By Amanda Riggle
Growing up in a trailer park as part of the poorest on the proletariat spectrum, I didn’t have a computer of my own until I went away to college at the age of 17; I didn’t have a cell phone until I was 22 years old (not because the technology wasn’t available – but because I couldn’t afford it); and I got my first car, which barely ran, at the age of 24. Now, at the age of 34, I see that technology for the majority of us is still inaccessibly expensive, despite being considered more of a necessity today than it was while I was growing up. In a society that expects us to come readily equipped with computers, cell phones, tablets, digital assistants and cars, the middle and lower classes are struggling to keep up. Black Friday is an unfortunate way that many people struggling to make ends meet can fulfill these societal expectations to stay competitive in the workplace and to be able to pay the rent and have food while also having access to technology.
Who is Black Friday really for? It’s for the freelancer whose computer has broken down; the laborer whose child is starting high school and needs to be able to type on a computer at home; the parent who just wants their child to have a nice Christmas for once; and for those of us who struggle to keep food on the table and can’t afford to replace our digital goods at market-price once their planned obsolescence kicks in. While ads and the media portray Black Friday as an unofficial holiday that brings out the worst in us – like the need for a bigger, more colorful, 3D television or parents fighting each other over the latest Christmas toy craze – my personal experience is that greed, envy, consumer lust, and violence is a rarity on Black Friday; rather, buying a digital necessity during a sale keeps us able to pay the rent, have food, stay out of more debt, and keep us competitive in the workplace so we don’t lose our ability to provide for ourselves.
At the age of 27, I waited in line outside of a Best Buy to try and buy a new laptop for school, as mine had broken. My ex-boyfriend and I had just broken up and I was trying to fiscally survive on my own. I had no family support. I worked so I couldn’t be at school all the time writing papers – especially since we didn’t have a 24 hour computer lab at my community college. The online deals weren’t cheap enough – I had to go stand in line the day after Thanksgiving in order to afford a computer to continue on with school. My only previous experience with Black Friday shopping was online on occasion, but I mostly avoided the online aspects of the corporate holiday as well.
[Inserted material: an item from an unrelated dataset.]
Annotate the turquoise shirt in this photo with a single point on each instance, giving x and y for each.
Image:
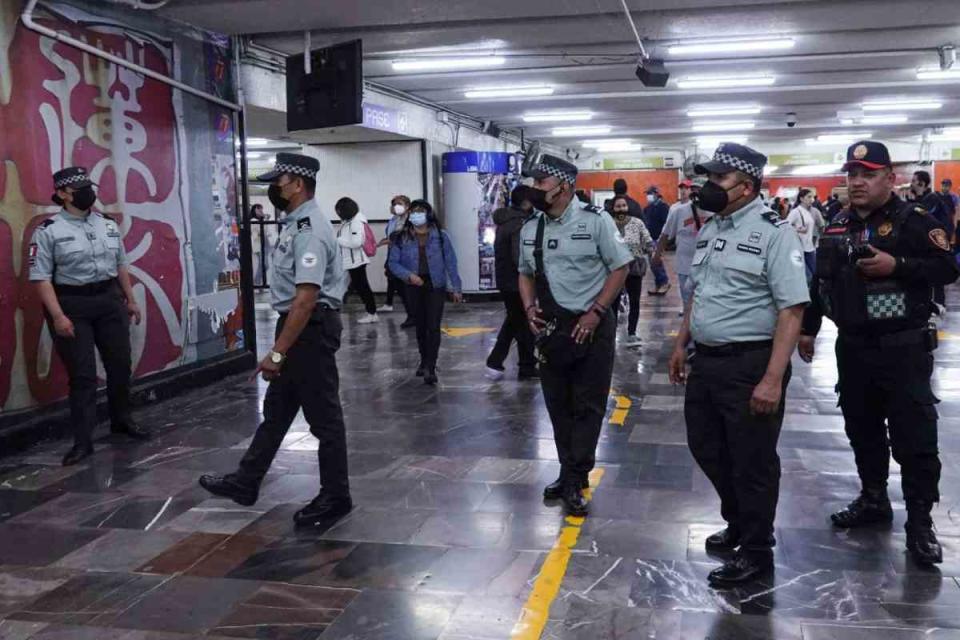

I was aware of the news stories and the media hype surrounding Black Friday sales and I honestly didn’t know what to expect while waiting in line. Best Buy had three computers I could afford – if I didn’t get my first choice, I was hoping my second or third choice would be available. Best Buy was also offering huge deals on large screen T.V.s, an X-Box and Playstation bundle, and a ton of smaller “door buster” deals for the people first through the door at midnight.
What I found – well, it was camaraderie and warmth, despite the cold dark night outside of the Best Buy. One of my classmates joined in and we brought a blanket, some warm jackets, some books, a flashlight, and a travel scrabble game. He was younger than I was – about the age of 21. Of the people waiting in line, most were somewhere between our age ranges – early to late 20’s, and in need of one of the cheap electronic devices being offered by the store. While there were plenty of people there for T.V.’s and video game bundles, the first thing to go were the laptops, school supplies, and toys for children. When people sat, and then stood, in these lines for hours, it wasn’t for greed but to get something they needed (and yes, entertainment is something we all need – I prefer books to video games, but being poor doesn’t mean one doesn’t deserve some sort of entertainment to blow off steam or relax after a hard day’s work) or for someone else in their life. The people around us didn’t bring much to do – so we got into teams and played scrabble. When the store employees came out at 11:30 p.m. with tickets for the promised items and went through the line in order and let people know what was still left, everyone was thankful for how organized the employees were and didn’t fight, nor threaten, nor go after someone else if the last item was taken. I got my third choice in laptop but it worked for a good four years before I had to seek out a replacement. Once we entered the store, the employees had it set up to where we’d take our tickets to the correct area, obtain our item, pay, and leave. There were lines set up for people who wished to shop for other, non-limited items as well.
After all was said and done, my friend and I were home by 1:30 a.m. and got some rest. Our Black Friday experience as shoppers wasn’t bad – and, as a whole, those of us shopping that day at that store did our best to treat the employees well. So, ignore the media hype and don’t blame shoppers nor employees this Black Friday; instead, look to the corporations and their inflated prices, their subpar products, and the fact that they still make a profit off of Black Friday sales while making their employees work overnight and hardworking people without spare cash line up, in the cold, outside of a big-box store, in order to survive in this technology-driven world.